Engineering and Technology
Embedding physics domain knowledge into a Bayesian network enables layer-by-layer process innovation for photovoltaics
Z. Ren, F. Oviedo, et al.
Discover how integrating physics domain knowledge within a Bayesian network transformed gallium arsenide solar cell optimization, unveiling layers of performance improvements and reducing the reliance on traditional experimental methods. This innovative study was conducted by Zekun Ren, Felipe Oviedo, Maung Thway, Siyu I. P. Tian, Yue Wang, Hansong Xue, Jose Dario Perea, Mariya Layurova, Thomas Heumueller, Erik Birgersson, Armin G. Aberle, Christoph J. Brabec, Rolf Stangl, Qianxiao Li, Shijing Sun, Fen Lin, Ian Marius Peters, and Tonio Buonassisi.

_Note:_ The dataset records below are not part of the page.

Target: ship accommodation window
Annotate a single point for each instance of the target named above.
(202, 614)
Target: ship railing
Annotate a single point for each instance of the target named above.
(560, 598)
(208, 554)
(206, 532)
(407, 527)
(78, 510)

Playback language: English
Introduction
Process optimization is crucial for maximizing the performance of novel materials and devices, particularly in photovoltaics where numerous process variables influence device efficiency. Traditional black-box optimization methods (e.g., Design of Experiments, Grid Search, Bayesian Optimization, Particle Swarm Optimization) systematically modify selected variables within a defined range to map the system's response surface and find an optimum. While cost-effective and potentially ideal for self-driving laboratories, these methods have limitations. The achievable performance improvement is restricted by the pre-selected variables and their ranges, artificially constraining the parameter space. Moreover, understanding the root causes of underperformance is limited, often requiring secondary characterization or numerous combinatorial variations of base samples. In contrast, Bayesian inference coupled with a physics-based forward model and rapid current-voltage measurements provides a statistically rigorous approach to identify performance bottlenecks in early-stage photovoltaic devices. Recent work also highlights the promise of combining physical insights with machine-learning models for energy materials development.
This study focuses on optimizing the synthesis temperature profile of a gallium arsenide (GaAs) solar cell using metal organic chemical vapor deposition (MOCVD). Growth temperature is a critical and challenging parameter in III-V film deposition, impacting growth rate, surface morphology, dopant incorporation, and defect formation. Other parameters like precursor flow rate and growth pressure are closely related (approximated by the Ideal Gas Law), but the relationships between other process variables (precursor type, carrier gas flow rate) and material properties are less clear and potentially tool-specific. Thus, growth temperature is used as the primary optimization variable, while machine learning models handle other variables.
GaAs solar cells consist of several layers (back surface field (BSF), bulk absorber, window layer). Optimizing material properties for each layer and interface is essential for maximum performance. An experienced researcher might individually optimize each layer (emitter, base, window, BSF) by mapping process variables to material properties, requiring the fabrication of many auxiliary samples under various conditions and employing secondary characterization techniques (secondary ion mass spectroscopy (SIMS), time-resolved photoluminescence (TR-PL)). These techniques are significantly more costly than current-voltage (JV) measurements, the primary indicator of solar cell performance. This problem is mirrored in optimizing other multi-layer energy systems and semiconductors.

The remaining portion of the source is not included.